By Michael Howell
Brock Evans, nationally renowned environmental activist, lawyer, lecturer and writer, and current President of the Endangered Species Coalition, gave a talk in Hamilton last Wednesday at the Hamilton Community Center. Evans is author of a new book called “Fight & Win: Brock Evans’ Strategies for the New Eco-Warrior,” which has been billed as a how-to action guide for up and coming environmental activists. His talk at the community center had the tone of a locker room pep talk from the coach – strong on encouragement, inspiration, and incitement.
Evans was born in Ohio and got a degree in History from Princeton University, followed by a degree from University of Michigan Law School. He served a hitch in the U.S. Marine Corps from 1959 to 1961.
A few years later, while working on his law degree, he made his first trip out West and describes it as a kind of conversion. Driving on a long stretch of Montana highway he commented to a companion that he had never seen such a huge mass of clouds hanging so low on the horizon in otherwise clear skies. It turned out to be the Rocky Mountain front. He said it struck a chord in him that provoked the thought, “this is your home.” He ended up working for two summers at Glacier National Park before going to work for the Sierra Club in 1965 as its northwest field representative, based in Seattle.
This soon led him to visit the Bitterroot Valley where some of the country’s most important environmental work was going on at the time as Bitterrooters like Doris Milner, Dale Burk, Guy Brandborg and his son Stewart were fighting significant environmental battles that were going to make history.
“Montana is holy ground for environmental activists,” said Evans.
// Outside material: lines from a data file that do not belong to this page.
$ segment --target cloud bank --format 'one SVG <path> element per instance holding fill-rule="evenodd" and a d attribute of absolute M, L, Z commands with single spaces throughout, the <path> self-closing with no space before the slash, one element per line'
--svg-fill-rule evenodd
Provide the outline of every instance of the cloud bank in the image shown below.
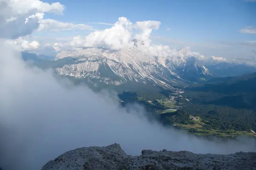
<path fill-rule="evenodd" d="M 250 26 L 243 28 L 240 30 L 241 33 L 256 34 L 256 27 Z"/>
<path fill-rule="evenodd" d="M 40 169 L 67 150 L 115 142 L 133 155 L 145 149 L 256 151 L 254 139 L 209 141 L 163 128 L 148 121 L 140 106 L 122 108 L 87 88 L 60 82 L 50 71 L 30 68 L 20 54 L 0 46 L 0 164 L 4 169 Z"/>
<path fill-rule="evenodd" d="M 85 24 L 74 24 L 72 23 L 63 23 L 56 20 L 47 19 L 42 20 L 40 22 L 38 31 L 59 31 L 60 30 L 91 30 L 91 26 Z"/>
<path fill-rule="evenodd" d="M 212 60 L 214 61 L 220 61 L 220 62 L 225 62 L 227 61 L 227 59 L 225 58 L 221 57 L 211 57 Z"/>
<path fill-rule="evenodd" d="M 0 31 L 0 37 L 9 39 L 38 29 L 42 13 L 61 14 L 64 8 L 58 3 L 0 0 L 4 6 L 0 6 L 0 31 Z M 19 23 L 20 27 L 11 26 Z M 150 22 L 134 25 L 121 18 L 113 29 L 127 35 L 123 39 L 111 29 L 108 35 L 104 34 L 107 32 L 98 32 L 88 37 L 93 44 L 117 42 L 118 46 L 129 42 L 131 34 L 127 31 L 132 27 L 142 31 L 135 34 L 146 41 L 149 33 L 159 24 Z M 120 108 L 86 86 L 73 86 L 67 80 L 57 79 L 52 71 L 31 67 L 6 41 L 0 40 L 0 165 L 4 170 L 40 170 L 67 150 L 115 142 L 133 155 L 145 149 L 217 153 L 256 151 L 254 139 L 209 141 L 150 122 L 139 106 Z M 22 39 L 13 41 L 24 48 L 38 45 Z"/>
He talked about the inspiration he gained from the landscape here and from the people. It was the kind of inspiration he would find all over the Northwest where love of the land sponsors strong support for preservation and conservation among the “folk.”
It was a kind of feeling that would soon sweep across the nation, touching people in all walks of life with all kinds of politics and leading to landmark legislation such as the Wilderness Act, the Clean Air Act, and the Endangered Species Act. It generated such a wave of public support that the Endangered Species Act was passed by a vote of 355 to 4 in the House of Representatives and by a vote of 92 to 0 in the Senate.
Evans told the group that the environmental movement was facing hard times and big challenges these days in the political arena with wilderness designations coming to a standstill and the Endangered Species Act under being viciously attacked. But there is no reason to give up hope, he said, and he remains an optimist. It’s not like these attacks are anything new, he said. He described how our landmark environmental laws have faced and survived crisis after crisis over the years, from the Energy Crisis of 1973, the assault led by Secretary of the interior James Watt in the early 1980’s when they were going to “Bomb the Bob” with seismic testing for the oil and gas companies, when Newt Gingrich sponsored the salvage rider in the House of Representatives that doubled the timber harvest on national forests. He said the laws weathered the conjunction of a hostile Senate and House under President G.W. Bush and another wave in 2005-6.
“There are two kinds of political power,” said Evans, “there is the power of big money and there is the power of the people.” He said harnessing the power of the people was the key to the continuing success of the environmental movement. And the way to harness that people power was to draw a line around the place that must be preserved, the place everyone loves, and make a stand.
“Plant a banner and people will flock to it,” said Evans.
He said that’s what he did at Hell’s Canyon and it worked. He said that is what Doris Milner did here in the Bitterroot when she planted a banner at the Magruder Corridor and won a battle that even he thought, at the time, was hopeless.
Evans said that he emphasized four simple principles and axioms for up and coming activists in his new book. Don’t be afraid. Never quit. Know your facts. Stay politically active. He calls it “endless pressure, endlessly applied.”
He also revealed the real secret behind the principles, what holds them together and sustains the effort. He said it is found in the human heart: love of the earth.